Professor do Instituto de Psicologia da USP, Paulo César Endo chama atenção para o fato de os autores das mortes na Escola Thomazia Montoro, em São Paulo, e na creche Cantinho Bom Pastor, em Blumenau, que têm 13 e 25 anos respectivamente, estarem em fase de formação de personalidade em um momento em que a violência vem sendo legitimada no país.

"Essas pessoas foram formadas em um caldo de cultura governamental com incitação rotineira do ódio, da vingança, do ataque violento às diferenças. Um país em que a violência foi insuflada como um dispositivo que substituiu a política de segurança pública. O que passamos a ter foi a ideia de 'compre uma arma e se defenda'. A violência foi legitimada como um dispositivo utilizável diante de qualquer frustração ou conflito", diz Paulo César.
Nesse contexto, destaca Paulo César, eliminar o caráter de espetáculo na cobertura de episódios de massacre é uma providência básica que os meios de comunicação devem assumir: 
"É, sim, um caminho para evitar que novos casos aconteçam. É preciso abafar, ao noticiar os casos, qualquer elemento que confira um caráter espetacular ao fato, que dê protagonismo a quem comete esses crimes". 
O professor também relaciona um efeito ligado à pandemia. Segundo ele, não houve condições para que a sociedade elaborasse o luto das mais de 700 mil mortes por covid-19 no país, o que, como explica, produz a exacerbação de sentimentos como ódio, raiva e vingança como resultado:
"O processo de elaboração da perda é fundamental para o amadurecimento psíquico. As condições para isso passam pela aceitação da morte a partir da percepção de que tudo que poderia ter sido feito para evitá-la foi feito. O que vimos na pandemia foi o contrário. Não tivemos vacina no tempo que poderíamos ter tido. As pessoas não tiveram condições de ter um enterro digno. Isso amplifica um sentimento de injustiça. A resposta psíquica muitas vezes aparece em sentimentos reativos, como o ódio, a raiva e a vingança".  
Supervalorização do perfil violento
Doutora em Psicologia e professora da faculdade de Educação da Unicamp, Ângela Soligo explica que a escola reflete os problemas da sociedade, como machismo, racismo e violência contra a mulher: 
"Quando essas questões não são enfrentadas pela sociedade, as escolas acabam sendo um dos espaços em que elas são reproduzidas. Os massacres são eventos extremos. Mas temos também o que podemos chamar de micro violências, que acontecem todas as semanas no ambiente escolar, como os abusos, humilhações e assédios de todo tipo". 
Em relação à exposição midiática, Ângela chama atenção para um tipo de programação em voga que contribui para glamurizar a violência.
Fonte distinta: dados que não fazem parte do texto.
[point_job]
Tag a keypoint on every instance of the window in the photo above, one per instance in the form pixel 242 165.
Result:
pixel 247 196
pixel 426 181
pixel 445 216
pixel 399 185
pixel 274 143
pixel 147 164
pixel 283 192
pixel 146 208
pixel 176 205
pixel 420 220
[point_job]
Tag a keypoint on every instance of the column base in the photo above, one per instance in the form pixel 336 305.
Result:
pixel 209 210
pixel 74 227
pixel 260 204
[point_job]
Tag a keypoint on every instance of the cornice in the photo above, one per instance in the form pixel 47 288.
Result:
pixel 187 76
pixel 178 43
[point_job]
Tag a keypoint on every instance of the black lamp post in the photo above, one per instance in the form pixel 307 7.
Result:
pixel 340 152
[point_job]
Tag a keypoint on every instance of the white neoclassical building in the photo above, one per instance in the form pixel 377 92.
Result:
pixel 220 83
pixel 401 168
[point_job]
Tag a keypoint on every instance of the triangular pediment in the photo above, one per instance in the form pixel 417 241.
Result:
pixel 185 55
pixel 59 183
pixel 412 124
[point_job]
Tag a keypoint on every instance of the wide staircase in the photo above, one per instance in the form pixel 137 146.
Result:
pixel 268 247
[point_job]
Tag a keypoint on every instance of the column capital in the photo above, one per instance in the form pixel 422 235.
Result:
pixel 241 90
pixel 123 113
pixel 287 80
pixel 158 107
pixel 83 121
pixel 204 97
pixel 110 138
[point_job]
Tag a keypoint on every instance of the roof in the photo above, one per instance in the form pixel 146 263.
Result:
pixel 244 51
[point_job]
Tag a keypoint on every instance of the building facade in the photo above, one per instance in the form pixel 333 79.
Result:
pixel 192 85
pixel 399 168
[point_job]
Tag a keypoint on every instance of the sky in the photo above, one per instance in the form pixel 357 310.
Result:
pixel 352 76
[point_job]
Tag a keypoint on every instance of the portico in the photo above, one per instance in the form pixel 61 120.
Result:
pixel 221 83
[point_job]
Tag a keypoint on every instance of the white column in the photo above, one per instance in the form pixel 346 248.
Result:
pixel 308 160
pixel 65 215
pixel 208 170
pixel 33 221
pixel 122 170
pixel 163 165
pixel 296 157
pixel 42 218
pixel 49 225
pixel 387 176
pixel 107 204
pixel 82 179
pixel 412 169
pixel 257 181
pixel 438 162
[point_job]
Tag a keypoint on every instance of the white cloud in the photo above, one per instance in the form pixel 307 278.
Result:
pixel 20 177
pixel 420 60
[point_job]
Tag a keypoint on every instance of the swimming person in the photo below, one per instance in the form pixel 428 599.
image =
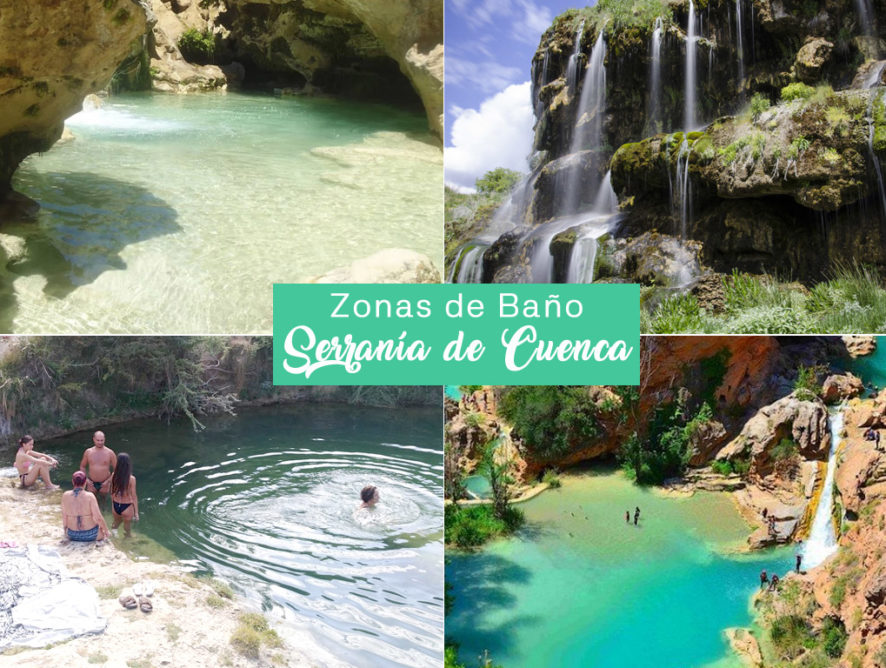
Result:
pixel 32 464
pixel 82 520
pixel 123 497
pixel 369 496
pixel 100 461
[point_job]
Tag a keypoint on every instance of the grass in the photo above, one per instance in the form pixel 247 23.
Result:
pixel 252 634
pixel 852 301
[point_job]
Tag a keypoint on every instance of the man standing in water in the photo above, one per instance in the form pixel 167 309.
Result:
pixel 101 461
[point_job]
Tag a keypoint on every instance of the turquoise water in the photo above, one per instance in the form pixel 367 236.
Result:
pixel 579 587
pixel 174 214
pixel 872 368
pixel 267 501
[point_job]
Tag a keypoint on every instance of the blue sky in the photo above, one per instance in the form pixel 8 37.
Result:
pixel 489 48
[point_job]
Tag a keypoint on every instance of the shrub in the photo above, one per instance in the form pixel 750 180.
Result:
pixel 796 91
pixel 552 479
pixel 197 46
pixel 471 526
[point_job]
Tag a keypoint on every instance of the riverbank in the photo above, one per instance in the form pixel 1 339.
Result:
pixel 192 622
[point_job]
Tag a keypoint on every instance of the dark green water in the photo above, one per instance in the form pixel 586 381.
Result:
pixel 580 587
pixel 267 501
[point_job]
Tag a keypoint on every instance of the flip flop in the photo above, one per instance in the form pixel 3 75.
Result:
pixel 128 601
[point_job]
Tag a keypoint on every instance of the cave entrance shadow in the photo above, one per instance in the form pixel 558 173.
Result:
pixel 84 223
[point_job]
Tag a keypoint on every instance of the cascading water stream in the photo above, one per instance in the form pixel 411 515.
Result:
pixel 822 541
pixel 654 106
pixel 572 65
pixel 691 44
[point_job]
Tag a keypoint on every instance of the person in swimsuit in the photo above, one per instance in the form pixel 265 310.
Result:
pixel 82 520
pixel 32 464
pixel 98 461
pixel 369 496
pixel 123 496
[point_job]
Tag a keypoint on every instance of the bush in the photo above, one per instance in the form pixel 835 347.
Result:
pixel 497 181
pixel 806 385
pixel 552 479
pixel 472 526
pixel 197 46
pixel 796 91
pixel 550 419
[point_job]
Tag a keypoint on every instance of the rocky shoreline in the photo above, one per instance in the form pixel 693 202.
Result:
pixel 191 623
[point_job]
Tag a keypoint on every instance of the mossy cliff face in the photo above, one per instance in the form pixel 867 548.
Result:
pixel 355 46
pixel 788 190
pixel 782 41
pixel 53 54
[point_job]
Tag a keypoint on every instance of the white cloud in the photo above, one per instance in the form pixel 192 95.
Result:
pixel 499 134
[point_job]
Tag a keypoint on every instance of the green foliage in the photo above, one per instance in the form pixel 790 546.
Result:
pixel 472 526
pixel 852 300
pixel 198 46
pixel 549 418
pixel 805 385
pixel 497 181
pixel 664 452
pixel 796 91
pixel 759 104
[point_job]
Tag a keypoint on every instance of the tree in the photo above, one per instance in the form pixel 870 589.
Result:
pixel 497 181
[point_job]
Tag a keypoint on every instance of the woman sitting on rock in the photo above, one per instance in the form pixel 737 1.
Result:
pixel 81 518
pixel 32 464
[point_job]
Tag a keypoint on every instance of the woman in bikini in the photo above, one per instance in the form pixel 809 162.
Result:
pixel 32 464
pixel 123 496
pixel 81 518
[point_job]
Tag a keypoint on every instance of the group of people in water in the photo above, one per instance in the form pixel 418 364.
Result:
pixel 102 473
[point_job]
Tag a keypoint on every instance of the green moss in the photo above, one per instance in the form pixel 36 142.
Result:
pixel 796 91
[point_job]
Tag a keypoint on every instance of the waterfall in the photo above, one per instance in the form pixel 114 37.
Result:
pixel 572 65
pixel 680 199
pixel 654 106
pixel 873 156
pixel 740 46
pixel 867 24
pixel 691 43
pixel 822 541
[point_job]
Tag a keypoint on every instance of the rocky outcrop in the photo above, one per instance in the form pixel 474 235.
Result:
pixel 839 387
pixel 52 54
pixel 792 419
pixel 356 46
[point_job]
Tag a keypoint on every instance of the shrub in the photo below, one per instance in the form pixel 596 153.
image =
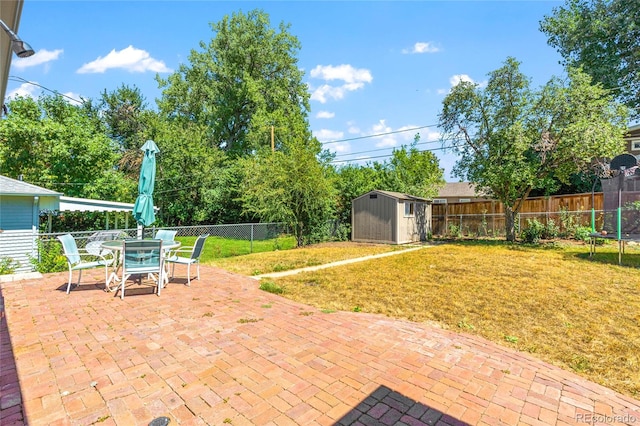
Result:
pixel 8 266
pixel 581 233
pixel 532 232
pixel 50 258
pixel 551 230
pixel 454 231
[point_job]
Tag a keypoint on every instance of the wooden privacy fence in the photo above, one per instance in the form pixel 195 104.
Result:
pixel 486 218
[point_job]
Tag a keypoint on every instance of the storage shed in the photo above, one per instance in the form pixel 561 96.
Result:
pixel 20 206
pixel 390 217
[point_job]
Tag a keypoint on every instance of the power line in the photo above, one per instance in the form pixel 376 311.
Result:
pixel 389 155
pixel 380 134
pixel 381 149
pixel 20 79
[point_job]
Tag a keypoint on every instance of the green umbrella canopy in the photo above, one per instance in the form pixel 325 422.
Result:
pixel 143 208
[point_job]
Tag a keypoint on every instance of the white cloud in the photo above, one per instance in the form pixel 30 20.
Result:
pixel 459 78
pixel 326 135
pixel 42 56
pixel 27 90
pixel 456 79
pixel 325 114
pixel 130 59
pixel 346 73
pixel 384 141
pixel 73 98
pixel 340 148
pixel 422 47
pixel 353 78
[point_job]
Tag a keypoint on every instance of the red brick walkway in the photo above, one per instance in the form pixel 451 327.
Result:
pixel 223 352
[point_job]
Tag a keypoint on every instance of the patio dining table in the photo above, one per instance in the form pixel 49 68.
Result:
pixel 117 245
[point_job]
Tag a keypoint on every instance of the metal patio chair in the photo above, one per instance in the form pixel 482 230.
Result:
pixel 80 259
pixel 192 258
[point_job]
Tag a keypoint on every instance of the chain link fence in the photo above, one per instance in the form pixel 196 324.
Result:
pixel 19 250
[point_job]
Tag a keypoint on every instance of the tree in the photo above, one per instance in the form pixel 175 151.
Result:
pixel 124 114
pixel 413 172
pixel 240 84
pixel 292 185
pixel 353 180
pixel 603 37
pixel 516 139
pixel 56 145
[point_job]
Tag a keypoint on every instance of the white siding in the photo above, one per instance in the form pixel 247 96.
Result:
pixel 18 245
pixel 17 239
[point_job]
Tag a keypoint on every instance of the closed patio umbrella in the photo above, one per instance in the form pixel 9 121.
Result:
pixel 143 208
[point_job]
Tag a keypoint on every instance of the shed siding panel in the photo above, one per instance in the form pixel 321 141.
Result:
pixel 374 219
pixel 414 228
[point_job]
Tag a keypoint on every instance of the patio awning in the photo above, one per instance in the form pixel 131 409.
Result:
pixel 90 205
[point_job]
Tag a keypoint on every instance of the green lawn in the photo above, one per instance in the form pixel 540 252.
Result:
pixel 218 247
pixel 552 301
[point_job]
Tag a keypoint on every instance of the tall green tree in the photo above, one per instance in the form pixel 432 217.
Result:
pixel 413 172
pixel 602 37
pixel 353 180
pixel 124 113
pixel 242 83
pixel 56 145
pixel 517 139
pixel 293 185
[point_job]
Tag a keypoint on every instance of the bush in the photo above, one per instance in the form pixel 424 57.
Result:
pixel 551 230
pixel 50 257
pixel 8 266
pixel 532 233
pixel 454 231
pixel 581 233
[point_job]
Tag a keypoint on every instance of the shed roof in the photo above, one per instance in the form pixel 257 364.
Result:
pixel 398 195
pixel 459 189
pixel 15 187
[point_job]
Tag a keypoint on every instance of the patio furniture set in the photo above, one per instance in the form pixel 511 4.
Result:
pixel 132 258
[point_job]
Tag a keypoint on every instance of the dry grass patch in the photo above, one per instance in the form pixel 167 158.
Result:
pixel 319 254
pixel 579 314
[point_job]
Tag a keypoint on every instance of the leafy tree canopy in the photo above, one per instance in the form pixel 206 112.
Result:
pixel 413 172
pixel 517 139
pixel 240 84
pixel 55 145
pixel 293 185
pixel 603 37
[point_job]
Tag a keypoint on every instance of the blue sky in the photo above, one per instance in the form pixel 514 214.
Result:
pixel 372 67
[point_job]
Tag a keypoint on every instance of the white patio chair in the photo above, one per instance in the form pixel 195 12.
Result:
pixel 142 257
pixel 166 235
pixel 75 259
pixel 193 257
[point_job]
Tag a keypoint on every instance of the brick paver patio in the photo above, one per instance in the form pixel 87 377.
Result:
pixel 223 352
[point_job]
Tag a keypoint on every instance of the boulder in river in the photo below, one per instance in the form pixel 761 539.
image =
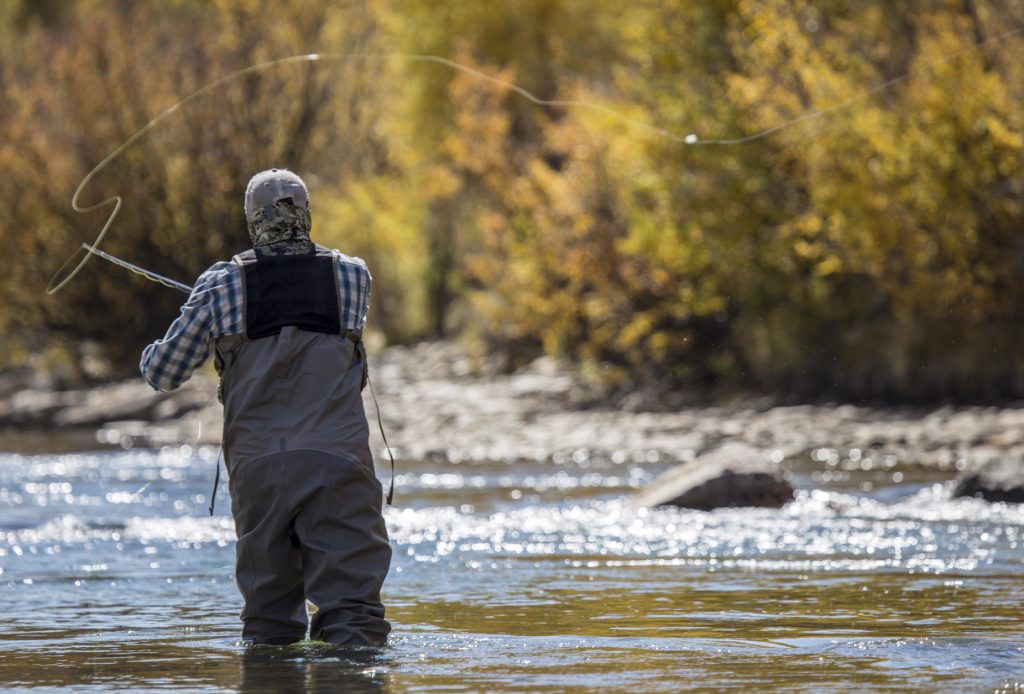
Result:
pixel 995 480
pixel 732 475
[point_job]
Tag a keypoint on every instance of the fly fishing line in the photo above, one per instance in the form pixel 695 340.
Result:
pixel 82 255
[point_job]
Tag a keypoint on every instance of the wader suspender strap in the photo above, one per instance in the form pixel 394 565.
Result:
pixel 216 480
pixel 356 338
pixel 380 424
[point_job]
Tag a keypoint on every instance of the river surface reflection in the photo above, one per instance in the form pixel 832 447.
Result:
pixel 521 577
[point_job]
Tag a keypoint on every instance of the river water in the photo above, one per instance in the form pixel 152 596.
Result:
pixel 521 577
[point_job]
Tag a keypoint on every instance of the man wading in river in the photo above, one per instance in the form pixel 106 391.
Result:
pixel 285 319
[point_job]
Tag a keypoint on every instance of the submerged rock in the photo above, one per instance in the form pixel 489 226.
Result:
pixel 733 475
pixel 995 480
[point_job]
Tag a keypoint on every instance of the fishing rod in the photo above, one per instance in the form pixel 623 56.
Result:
pixel 148 274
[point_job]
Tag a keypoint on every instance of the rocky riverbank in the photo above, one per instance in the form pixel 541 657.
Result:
pixel 437 401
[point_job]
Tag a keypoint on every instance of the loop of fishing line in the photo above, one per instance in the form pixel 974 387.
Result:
pixel 56 284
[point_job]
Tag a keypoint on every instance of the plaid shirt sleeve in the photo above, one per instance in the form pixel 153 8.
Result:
pixel 214 308
pixel 353 283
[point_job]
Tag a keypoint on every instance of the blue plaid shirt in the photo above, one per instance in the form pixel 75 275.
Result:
pixel 215 308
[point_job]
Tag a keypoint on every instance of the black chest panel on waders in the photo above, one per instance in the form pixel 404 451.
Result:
pixel 296 290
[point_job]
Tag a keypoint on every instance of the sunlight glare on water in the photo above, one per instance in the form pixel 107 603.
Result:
pixel 516 576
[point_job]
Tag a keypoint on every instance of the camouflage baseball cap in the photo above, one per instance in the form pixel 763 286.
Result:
pixel 275 185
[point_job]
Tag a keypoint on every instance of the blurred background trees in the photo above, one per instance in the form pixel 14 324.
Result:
pixel 873 252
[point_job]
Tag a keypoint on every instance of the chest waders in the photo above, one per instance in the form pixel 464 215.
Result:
pixel 305 499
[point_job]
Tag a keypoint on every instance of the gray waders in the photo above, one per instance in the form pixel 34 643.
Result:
pixel 305 500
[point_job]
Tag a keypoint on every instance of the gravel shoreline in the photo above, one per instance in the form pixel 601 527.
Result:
pixel 435 404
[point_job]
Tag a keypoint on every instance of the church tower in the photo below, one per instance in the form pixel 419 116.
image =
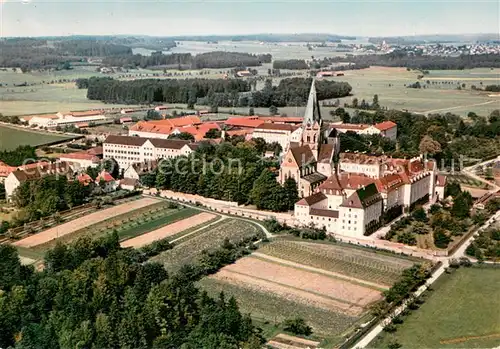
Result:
pixel 312 134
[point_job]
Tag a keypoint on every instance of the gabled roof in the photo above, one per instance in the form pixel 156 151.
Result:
pixel 384 126
pixel 363 197
pixel 278 127
pixel 303 155
pixel 84 179
pixel 312 199
pixel 139 141
pixel 250 121
pixel 40 170
pixel 441 181
pixel 326 152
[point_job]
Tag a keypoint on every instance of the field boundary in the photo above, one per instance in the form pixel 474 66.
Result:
pixel 333 275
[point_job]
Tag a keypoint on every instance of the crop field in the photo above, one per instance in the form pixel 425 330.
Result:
pixel 466 180
pixel 190 246
pixel 48 237
pixel 364 265
pixel 439 95
pixel 330 286
pixel 11 138
pixel 169 230
pixel 460 312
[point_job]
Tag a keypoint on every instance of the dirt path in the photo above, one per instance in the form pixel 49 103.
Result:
pixel 168 230
pixel 83 222
pixel 321 271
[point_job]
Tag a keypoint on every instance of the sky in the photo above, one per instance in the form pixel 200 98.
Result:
pixel 168 18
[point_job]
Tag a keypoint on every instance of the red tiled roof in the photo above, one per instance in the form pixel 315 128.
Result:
pixel 250 121
pixel 104 176
pixel 313 199
pixel 84 179
pixel 324 213
pixel 441 181
pixel 303 155
pixel 80 156
pixel 386 125
pixel 165 126
pixel 350 126
pixel 278 127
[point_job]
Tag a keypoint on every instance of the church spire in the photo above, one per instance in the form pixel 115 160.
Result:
pixel 312 113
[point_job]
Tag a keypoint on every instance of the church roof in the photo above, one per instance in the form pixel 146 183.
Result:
pixel 303 155
pixel 312 112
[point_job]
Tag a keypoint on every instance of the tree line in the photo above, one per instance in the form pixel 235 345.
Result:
pixel 213 92
pixel 421 62
pixel 94 294
pixel 29 53
pixel 216 59
pixel 226 172
pixel 443 136
pixel 292 64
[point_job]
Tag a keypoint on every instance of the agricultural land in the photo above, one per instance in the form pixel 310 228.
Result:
pixel 460 312
pixel 330 286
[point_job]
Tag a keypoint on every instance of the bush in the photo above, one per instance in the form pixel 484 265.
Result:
pixel 297 326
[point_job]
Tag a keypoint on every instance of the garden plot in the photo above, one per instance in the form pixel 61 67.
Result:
pixel 190 247
pixel 343 295
pixel 381 269
pixel 83 222
pixel 168 230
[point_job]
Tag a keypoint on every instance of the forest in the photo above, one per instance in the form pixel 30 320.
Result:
pixel 443 136
pixel 94 294
pixel 213 92
pixel 216 59
pixel 421 62
pixel 31 53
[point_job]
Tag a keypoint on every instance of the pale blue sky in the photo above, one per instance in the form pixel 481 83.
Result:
pixel 160 17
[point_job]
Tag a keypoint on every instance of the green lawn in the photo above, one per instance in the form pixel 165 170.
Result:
pixel 463 304
pixel 11 138
pixel 130 231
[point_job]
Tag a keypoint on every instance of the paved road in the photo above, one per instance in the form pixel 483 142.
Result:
pixel 460 252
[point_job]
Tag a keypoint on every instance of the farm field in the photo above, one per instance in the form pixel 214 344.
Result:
pixel 460 312
pixel 168 230
pixel 11 138
pixel 190 246
pixel 75 225
pixel 330 286
pixel 438 96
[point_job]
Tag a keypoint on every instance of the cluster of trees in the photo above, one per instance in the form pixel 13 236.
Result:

"Temos diversas séries em streamings que estão supervalorizando pessoas reais de perfil violento, trazendo holofotes a elas. As novelas também fazem isso com os vilões. Temos, inclusive, um canal de TV fechada que tem um programa chamado 'As vilãs que amamos'. Tudo isso atrai as pessoas que estão suscetíveis e as levam a extremos".

Ângela destaca que elas podem ainda ser cooptadas por ações orquestradas de grupos que classifica como fascistas e terroristas, e que agem principalmente na internet.

"Isso encontra terreno fértil na nossa cultura atual que valoriza demais a imagem, a notoriedade e o sucesso a qualquer preço. Há grupos terroristas se aproveitando disso e cooptando pessoas ao expor conteúdos na internet sobre como produzir bombas, por exemplo. E as escolas acabam sendo alvo desses grupos, pois são espaços de reflexão, de conhecimento, de pensamento crítico. Justamente o oposto do que pregam".